Credited with launching the careers of Alexander McQueen, Philip Treacy and Hussein Chalayan, discovering Sophie Dahl (crying on a street corner) and Stella Tennant, Isabella Blow’s contribution to fashion was immeasurable. Ahead of the Somerset House Isabella Blow: Fashion Galore! exhibition, opening 20 November, we asked Izzy’s niece Harriet Verney for a first hand account of fashion’s first lady.
“Potatoes pancakes, 7am school runs and the odd over-dramatised bible reading before bed.”
-My response when I’m asked: “What was Isabella Blow really like?”. It’s always met with a backwards head jerk and a momentary botoxed brow.
I once saw my aunt, Izzy demonstrate to Loic - our chef - how the English mastered the missionary position. I even once witnessed her wearing jeans; Mcqueen “bumster” (more like round her ankles) but none the less, still jeans.
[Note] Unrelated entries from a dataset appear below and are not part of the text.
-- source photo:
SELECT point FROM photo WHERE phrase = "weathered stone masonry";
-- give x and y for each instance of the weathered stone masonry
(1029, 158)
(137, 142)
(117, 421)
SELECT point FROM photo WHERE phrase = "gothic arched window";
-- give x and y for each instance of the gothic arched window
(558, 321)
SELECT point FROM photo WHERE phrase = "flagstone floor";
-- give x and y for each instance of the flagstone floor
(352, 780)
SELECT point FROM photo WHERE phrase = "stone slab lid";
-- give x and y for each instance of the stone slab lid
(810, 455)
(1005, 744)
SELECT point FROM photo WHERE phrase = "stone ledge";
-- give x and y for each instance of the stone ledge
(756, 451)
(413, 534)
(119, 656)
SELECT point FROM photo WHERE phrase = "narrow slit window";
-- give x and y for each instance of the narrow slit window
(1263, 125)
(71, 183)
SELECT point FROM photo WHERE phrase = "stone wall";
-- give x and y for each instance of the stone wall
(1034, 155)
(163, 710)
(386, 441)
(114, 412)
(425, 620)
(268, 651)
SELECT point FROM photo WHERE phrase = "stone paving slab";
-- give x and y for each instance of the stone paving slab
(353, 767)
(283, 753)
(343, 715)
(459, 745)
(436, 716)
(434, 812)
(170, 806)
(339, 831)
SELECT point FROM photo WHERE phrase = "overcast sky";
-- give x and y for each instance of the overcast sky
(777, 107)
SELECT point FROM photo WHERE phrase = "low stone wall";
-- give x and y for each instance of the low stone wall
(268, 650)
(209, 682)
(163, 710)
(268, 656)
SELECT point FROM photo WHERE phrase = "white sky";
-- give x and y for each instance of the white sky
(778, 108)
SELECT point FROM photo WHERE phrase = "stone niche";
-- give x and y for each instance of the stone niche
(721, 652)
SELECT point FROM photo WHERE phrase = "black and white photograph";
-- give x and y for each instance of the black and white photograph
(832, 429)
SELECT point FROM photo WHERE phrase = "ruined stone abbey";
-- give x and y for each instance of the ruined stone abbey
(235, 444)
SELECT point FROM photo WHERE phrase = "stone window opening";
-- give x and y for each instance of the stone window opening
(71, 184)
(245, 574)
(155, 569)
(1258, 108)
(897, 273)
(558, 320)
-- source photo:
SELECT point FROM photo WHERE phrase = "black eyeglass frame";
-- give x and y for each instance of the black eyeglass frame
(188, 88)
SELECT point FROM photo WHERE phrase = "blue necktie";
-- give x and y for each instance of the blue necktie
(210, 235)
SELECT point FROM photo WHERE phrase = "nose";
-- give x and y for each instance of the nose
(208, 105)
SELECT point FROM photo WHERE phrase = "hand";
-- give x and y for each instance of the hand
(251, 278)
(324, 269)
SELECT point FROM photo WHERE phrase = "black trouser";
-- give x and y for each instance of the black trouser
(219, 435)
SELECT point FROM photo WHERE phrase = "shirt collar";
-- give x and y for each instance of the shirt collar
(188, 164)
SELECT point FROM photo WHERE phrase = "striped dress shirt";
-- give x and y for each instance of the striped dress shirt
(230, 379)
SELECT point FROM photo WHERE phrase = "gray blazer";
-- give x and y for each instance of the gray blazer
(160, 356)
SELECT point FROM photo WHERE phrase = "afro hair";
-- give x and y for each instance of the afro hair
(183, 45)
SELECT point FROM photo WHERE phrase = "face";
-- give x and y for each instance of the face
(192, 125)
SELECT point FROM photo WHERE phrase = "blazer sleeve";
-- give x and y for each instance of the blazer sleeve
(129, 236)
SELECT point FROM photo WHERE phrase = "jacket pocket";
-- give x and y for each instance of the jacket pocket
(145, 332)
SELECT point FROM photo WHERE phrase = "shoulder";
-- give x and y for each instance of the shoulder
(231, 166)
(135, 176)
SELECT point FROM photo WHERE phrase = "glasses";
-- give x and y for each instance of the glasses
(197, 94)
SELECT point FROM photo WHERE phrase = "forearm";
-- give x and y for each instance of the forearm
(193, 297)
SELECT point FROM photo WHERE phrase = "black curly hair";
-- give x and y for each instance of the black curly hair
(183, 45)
Izzy had her own tools to mend the dry stonewalling surrounding our garden; she was deliciously competitive and weirdly obsessed by Jersey Milk and milkmaids. She could be deathly silent (when attempting tapestry lessons) or ear bursting-ly noisy (she was head of choir at school and claimed being a Nun was her chosen career.)
Then there were the clothes... a labyrinth of Izzy’s fashion findings in our attic. Izzy once caught me, armed with a polaroid camera, climbing onto the roof in a Mcqueen show piece suit, carelessly ripping the jacket on my ascend. When she saw the rip days later she shrugged “Gosh I must have done that dancing.” Izzy believed in wearing her clothes hard, and wearing them out.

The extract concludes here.